Joint stock companies are used in most cases when it is assumed that the number of owners will be over 50 or in fields of business that require higher investments or in cases when it is required by law. A joint-stock company may be registered by one founder if he/she is a legal entity, or at least by two founders, if they are individuals.
The bodies of joint-stock company are:
- General meeting (valné zhromaždenie)
- Board of Directors (predstavenstvo)
- Supervisory board (dozorná rada)
The general meeting is a supreme governing body of a joint-stock company. The executive body is the board of directors. It is an equivalent of the executive director of limited liability companies. Controlling authority is a supervisory board with a minimum number of members being 3; board of directors may be a sole authority. Due to the large number of persons participating in the activities of a joint-stock company, there may be misunderstandings between them as a main goal of board of directors as an executive body is to maximize profits, while the objective of shareholders is to maximize the dividends.

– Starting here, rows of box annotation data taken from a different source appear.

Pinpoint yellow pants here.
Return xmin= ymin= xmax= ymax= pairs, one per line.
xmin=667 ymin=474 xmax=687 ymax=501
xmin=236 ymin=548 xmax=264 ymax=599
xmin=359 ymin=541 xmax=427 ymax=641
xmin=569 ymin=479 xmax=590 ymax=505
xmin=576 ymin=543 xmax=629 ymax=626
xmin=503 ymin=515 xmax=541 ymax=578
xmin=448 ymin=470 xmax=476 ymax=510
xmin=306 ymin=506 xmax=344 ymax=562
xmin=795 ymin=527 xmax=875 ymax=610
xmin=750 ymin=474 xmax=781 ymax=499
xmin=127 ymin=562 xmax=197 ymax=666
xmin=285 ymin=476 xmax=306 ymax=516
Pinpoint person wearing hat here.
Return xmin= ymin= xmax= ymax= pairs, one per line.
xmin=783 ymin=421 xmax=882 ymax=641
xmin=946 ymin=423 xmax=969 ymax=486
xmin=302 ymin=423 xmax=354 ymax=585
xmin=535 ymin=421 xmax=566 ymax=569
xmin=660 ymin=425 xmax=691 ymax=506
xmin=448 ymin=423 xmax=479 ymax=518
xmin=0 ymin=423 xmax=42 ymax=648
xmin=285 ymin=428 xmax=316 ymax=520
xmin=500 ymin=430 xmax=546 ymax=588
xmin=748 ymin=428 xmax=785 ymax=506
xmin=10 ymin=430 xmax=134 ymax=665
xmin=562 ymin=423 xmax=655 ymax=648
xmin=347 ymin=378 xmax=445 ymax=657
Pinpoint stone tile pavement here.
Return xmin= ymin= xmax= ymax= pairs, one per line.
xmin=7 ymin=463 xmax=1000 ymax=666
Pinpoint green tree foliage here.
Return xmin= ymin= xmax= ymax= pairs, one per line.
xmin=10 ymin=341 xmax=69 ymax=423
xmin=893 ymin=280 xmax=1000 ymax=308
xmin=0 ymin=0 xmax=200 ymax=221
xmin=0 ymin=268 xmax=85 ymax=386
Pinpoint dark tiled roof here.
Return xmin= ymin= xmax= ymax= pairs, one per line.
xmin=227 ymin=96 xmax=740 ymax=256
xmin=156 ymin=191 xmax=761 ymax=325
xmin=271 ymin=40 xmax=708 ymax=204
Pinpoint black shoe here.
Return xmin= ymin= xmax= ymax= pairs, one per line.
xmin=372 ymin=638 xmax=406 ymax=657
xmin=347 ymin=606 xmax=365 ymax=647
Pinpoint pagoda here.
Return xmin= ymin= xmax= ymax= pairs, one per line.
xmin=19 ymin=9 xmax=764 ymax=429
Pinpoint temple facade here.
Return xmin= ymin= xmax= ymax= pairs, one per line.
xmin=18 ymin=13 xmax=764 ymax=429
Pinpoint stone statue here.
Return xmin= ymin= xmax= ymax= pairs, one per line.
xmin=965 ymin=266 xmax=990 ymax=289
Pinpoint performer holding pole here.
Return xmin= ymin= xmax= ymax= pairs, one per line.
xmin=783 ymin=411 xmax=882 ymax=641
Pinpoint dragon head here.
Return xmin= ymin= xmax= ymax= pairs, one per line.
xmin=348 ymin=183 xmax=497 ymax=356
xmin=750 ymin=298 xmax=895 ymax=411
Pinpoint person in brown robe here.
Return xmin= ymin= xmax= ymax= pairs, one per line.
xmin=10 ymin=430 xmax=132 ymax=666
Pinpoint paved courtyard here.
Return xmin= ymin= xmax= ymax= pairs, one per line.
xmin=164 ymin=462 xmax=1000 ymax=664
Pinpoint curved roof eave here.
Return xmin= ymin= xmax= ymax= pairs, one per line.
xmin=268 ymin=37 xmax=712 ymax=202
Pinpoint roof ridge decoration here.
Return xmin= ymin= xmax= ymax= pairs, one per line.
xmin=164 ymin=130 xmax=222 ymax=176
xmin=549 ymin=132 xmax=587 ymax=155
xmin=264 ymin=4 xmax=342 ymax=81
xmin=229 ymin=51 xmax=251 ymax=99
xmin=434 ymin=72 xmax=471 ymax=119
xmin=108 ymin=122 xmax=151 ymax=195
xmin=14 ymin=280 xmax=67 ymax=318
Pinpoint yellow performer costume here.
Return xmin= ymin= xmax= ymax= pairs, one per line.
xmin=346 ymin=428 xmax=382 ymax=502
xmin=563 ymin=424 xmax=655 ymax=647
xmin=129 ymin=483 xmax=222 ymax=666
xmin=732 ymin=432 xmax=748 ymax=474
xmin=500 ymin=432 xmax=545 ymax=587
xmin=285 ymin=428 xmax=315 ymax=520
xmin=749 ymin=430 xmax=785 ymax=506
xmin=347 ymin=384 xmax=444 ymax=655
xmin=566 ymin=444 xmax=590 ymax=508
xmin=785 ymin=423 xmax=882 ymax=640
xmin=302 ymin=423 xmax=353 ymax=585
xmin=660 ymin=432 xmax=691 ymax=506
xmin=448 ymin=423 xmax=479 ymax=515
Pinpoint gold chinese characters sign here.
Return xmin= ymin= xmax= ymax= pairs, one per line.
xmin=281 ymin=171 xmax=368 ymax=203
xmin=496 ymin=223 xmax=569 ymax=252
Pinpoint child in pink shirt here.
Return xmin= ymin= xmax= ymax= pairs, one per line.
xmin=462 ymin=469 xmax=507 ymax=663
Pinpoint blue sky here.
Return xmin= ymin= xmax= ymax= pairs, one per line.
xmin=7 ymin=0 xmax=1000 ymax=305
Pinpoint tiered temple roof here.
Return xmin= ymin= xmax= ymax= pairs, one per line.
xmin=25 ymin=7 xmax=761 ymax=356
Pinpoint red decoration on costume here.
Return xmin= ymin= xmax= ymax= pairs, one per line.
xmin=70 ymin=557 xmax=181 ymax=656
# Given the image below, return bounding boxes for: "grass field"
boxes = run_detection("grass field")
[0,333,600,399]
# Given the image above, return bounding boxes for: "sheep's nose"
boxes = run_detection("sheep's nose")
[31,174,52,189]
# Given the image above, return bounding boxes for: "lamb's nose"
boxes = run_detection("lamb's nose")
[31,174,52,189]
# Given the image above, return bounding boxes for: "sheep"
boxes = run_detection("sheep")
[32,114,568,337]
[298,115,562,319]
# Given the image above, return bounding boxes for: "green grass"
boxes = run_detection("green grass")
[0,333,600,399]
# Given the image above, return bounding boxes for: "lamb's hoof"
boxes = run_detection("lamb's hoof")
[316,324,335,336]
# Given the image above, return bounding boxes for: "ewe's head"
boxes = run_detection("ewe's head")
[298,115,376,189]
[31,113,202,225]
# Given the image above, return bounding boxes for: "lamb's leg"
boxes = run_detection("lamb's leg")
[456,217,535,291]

The annual results of the company shall be verified by an independent auditor
A Slovakian General Partnership (verejná obchodná spoločnosť) is no different from the rest of the general partnerships around the world. The partners are equally liable for the company’s debts even with their own personal assets. All the decisions are equally taken by the partners, unless it’s stipulated differently in the Articles of Incorporation.
The limited partnership (komanditná spoločnosť) in Slovakia is a rare form of partnership. It is based on a partnership agreement between two or more partners, called the general partners and the silent partners. The silent partners must make a contribution to the share capital of at least 250 Euro. Their liability is in the limit of their contribution. The general partners are not required to make any initial contribution and have unlimited liability and decisional power.